Procurement and product leaders should treat school rollouts as experiments, not commodities. The temptation to scale quickly — to capture market share or claim impact — risks reputational and financial costs if products underdeliver or exacerbate inequities. Recommendations for business leaders:

Require pilot evidence on learning outcomes before wide deployment.
Build teacher training into the product package and fund initial coaching cycles.
Include data privacy, explainability and bias-testing clauses in contracts.
Measure long-term retention of skills, not just immediate score gains.

Questions leaders should ask (and short answers)

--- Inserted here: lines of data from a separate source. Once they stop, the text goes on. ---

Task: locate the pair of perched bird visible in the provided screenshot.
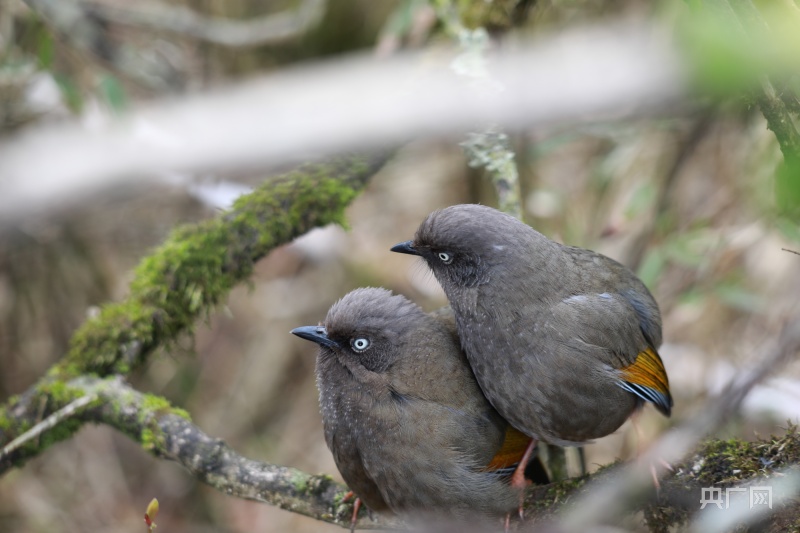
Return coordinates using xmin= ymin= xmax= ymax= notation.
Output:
xmin=292 ymin=204 xmax=672 ymax=516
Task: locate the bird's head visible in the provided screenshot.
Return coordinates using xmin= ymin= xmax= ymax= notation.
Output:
xmin=292 ymin=288 xmax=425 ymax=377
xmin=391 ymin=204 xmax=527 ymax=290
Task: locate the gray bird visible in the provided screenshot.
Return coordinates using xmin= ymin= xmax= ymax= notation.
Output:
xmin=392 ymin=204 xmax=672 ymax=484
xmin=292 ymin=288 xmax=529 ymax=517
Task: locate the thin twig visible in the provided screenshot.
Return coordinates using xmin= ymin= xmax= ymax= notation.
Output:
xmin=0 ymin=394 xmax=98 ymax=461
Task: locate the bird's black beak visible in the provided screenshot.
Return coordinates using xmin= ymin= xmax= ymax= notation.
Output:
xmin=292 ymin=326 xmax=339 ymax=348
xmin=390 ymin=241 xmax=419 ymax=255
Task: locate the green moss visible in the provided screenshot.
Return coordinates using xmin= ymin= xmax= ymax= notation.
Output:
xmin=140 ymin=428 xmax=163 ymax=453
xmin=50 ymin=156 xmax=384 ymax=379
xmin=140 ymin=394 xmax=192 ymax=422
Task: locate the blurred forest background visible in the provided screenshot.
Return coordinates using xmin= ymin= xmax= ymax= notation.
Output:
xmin=0 ymin=0 xmax=800 ymax=533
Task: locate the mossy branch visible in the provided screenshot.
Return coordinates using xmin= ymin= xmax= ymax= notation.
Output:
xmin=0 ymin=154 xmax=387 ymax=473
xmin=59 ymin=152 xmax=385 ymax=378
xmin=0 ymin=370 xmax=800 ymax=531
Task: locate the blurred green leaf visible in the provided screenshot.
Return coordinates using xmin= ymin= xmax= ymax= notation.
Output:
xmin=624 ymin=182 xmax=656 ymax=220
xmin=678 ymin=287 xmax=708 ymax=306
xmin=775 ymin=218 xmax=800 ymax=242
xmin=99 ymin=74 xmax=128 ymax=111
xmin=775 ymin=159 xmax=800 ymax=220
xmin=664 ymin=232 xmax=710 ymax=267
xmin=53 ymin=72 xmax=83 ymax=112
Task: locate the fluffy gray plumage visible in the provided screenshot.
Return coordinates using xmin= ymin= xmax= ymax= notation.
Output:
xmin=293 ymin=288 xmax=516 ymax=516
xmin=393 ymin=205 xmax=672 ymax=445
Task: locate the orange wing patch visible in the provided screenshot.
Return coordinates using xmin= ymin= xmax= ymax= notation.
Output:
xmin=486 ymin=426 xmax=531 ymax=471
xmin=620 ymin=348 xmax=672 ymax=416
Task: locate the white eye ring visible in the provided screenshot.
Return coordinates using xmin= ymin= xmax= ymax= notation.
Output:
xmin=350 ymin=337 xmax=369 ymax=352
xmin=436 ymin=252 xmax=453 ymax=265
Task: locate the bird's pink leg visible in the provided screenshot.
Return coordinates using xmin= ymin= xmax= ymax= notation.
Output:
xmin=506 ymin=439 xmax=537 ymax=523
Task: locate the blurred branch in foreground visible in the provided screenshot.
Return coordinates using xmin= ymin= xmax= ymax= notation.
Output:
xmin=0 ymin=20 xmax=686 ymax=219
xmin=75 ymin=0 xmax=326 ymax=47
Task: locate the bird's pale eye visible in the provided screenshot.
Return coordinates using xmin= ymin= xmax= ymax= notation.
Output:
xmin=436 ymin=252 xmax=453 ymax=265
xmin=350 ymin=337 xmax=369 ymax=352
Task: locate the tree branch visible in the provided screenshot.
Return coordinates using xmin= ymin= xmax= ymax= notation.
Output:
xmin=80 ymin=0 xmax=326 ymax=47
xmin=0 ymin=153 xmax=387 ymax=472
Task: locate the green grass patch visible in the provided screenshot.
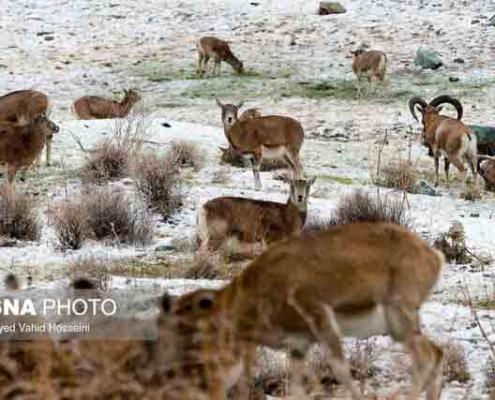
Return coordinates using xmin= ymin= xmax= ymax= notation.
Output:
xmin=316 ymin=175 xmax=354 ymax=185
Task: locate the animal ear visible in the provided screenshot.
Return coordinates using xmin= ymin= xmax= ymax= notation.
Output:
xmin=306 ymin=176 xmax=316 ymax=188
xmin=158 ymin=292 xmax=173 ymax=314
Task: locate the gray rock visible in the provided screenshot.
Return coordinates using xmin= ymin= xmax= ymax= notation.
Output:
xmin=416 ymin=180 xmax=441 ymax=196
xmin=414 ymin=46 xmax=443 ymax=70
xmin=318 ymin=1 xmax=347 ymax=15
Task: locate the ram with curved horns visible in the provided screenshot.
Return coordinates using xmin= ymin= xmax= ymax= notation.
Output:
xmin=409 ymin=95 xmax=478 ymax=189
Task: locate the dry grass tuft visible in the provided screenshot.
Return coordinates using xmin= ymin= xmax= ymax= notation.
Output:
xmin=85 ymin=187 xmax=154 ymax=246
xmin=53 ymin=199 xmax=91 ymax=250
xmin=76 ymin=109 xmax=151 ymax=184
xmin=182 ymin=251 xmax=222 ymax=279
xmin=433 ymin=222 xmax=471 ymax=264
xmin=0 ymin=194 xmax=41 ymax=240
xmin=168 ymin=140 xmax=206 ymax=172
xmin=67 ymin=257 xmax=111 ymax=291
xmin=136 ymin=154 xmax=185 ymax=221
xmin=442 ymin=342 xmax=471 ymax=383
xmin=372 ymin=159 xmax=418 ymax=193
xmin=301 ymin=189 xmax=409 ymax=235
xmin=83 ymin=143 xmax=130 ymax=184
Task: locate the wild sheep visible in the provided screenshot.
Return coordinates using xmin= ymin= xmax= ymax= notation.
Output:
xmin=72 ymin=89 xmax=141 ymax=120
xmin=196 ymin=36 xmax=244 ymax=76
xmin=409 ymin=95 xmax=478 ymax=189
xmin=217 ymin=99 xmax=304 ymax=190
xmin=478 ymin=155 xmax=495 ymax=191
xmin=469 ymin=125 xmax=495 ymax=171
xmin=0 ymin=90 xmax=52 ymax=166
xmin=351 ymin=48 xmax=388 ymax=86
xmin=196 ymin=178 xmax=316 ymax=255
xmin=163 ymin=223 xmax=443 ymax=400
xmin=0 ymin=115 xmax=59 ymax=191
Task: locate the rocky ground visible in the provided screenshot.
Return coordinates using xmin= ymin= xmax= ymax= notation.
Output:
xmin=0 ymin=0 xmax=495 ymax=399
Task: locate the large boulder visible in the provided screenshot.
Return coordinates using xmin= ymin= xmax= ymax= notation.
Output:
xmin=318 ymin=1 xmax=347 ymax=15
xmin=414 ymin=46 xmax=443 ymax=69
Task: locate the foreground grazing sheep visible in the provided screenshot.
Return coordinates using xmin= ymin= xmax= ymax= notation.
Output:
xmin=166 ymin=223 xmax=443 ymax=400
xmin=0 ymin=115 xmax=59 ymax=191
xmin=217 ymin=99 xmax=304 ymax=190
xmin=409 ymin=95 xmax=478 ymax=189
xmin=196 ymin=178 xmax=316 ymax=255
xmin=196 ymin=36 xmax=244 ymax=76
xmin=351 ymin=48 xmax=387 ymax=86
xmin=73 ymin=89 xmax=141 ymax=120
xmin=0 ymin=90 xmax=52 ymax=166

Who owns the student data, and how long is it stored?

Ensure contracts specify data ownership, retention limits, and deletion processes. Prefer minimal retention and local-only storage where feasible.

Has the tool been tested against bias and across different pupil groups?

Demand independent bias audits and subgroup performance reports (e.g., EAL pupils, SEND, socio-economic status).

Can teachers see how the AI arrived at an answer?

Look for transparency features (explanations, source citations) and controls that let teachers override or edit outputs.

What training and ongoing support do you provide?

Vendors should include onboarding, classroom coaching, and refresher sessions as part of the SLA, not as an expensive add-on.

How will this impact assessment integrity?

Agree a plan for assessment design changes, detection strategies, and formative assessment that relies on teacher judgement, not solely on AI-checked outputs.

Final recommendation

Don’t buy scale before you can measure it. Pilot with clear objectives, protect pupil data and equity, and invest in teacher training so AI augments pedagogic craft rather than substitutes for it. Deployment choices now will determine whether AI narrows learning differences or quietly erodes the skills schools aim to build. Pilot, measure, iterate — and govern with care.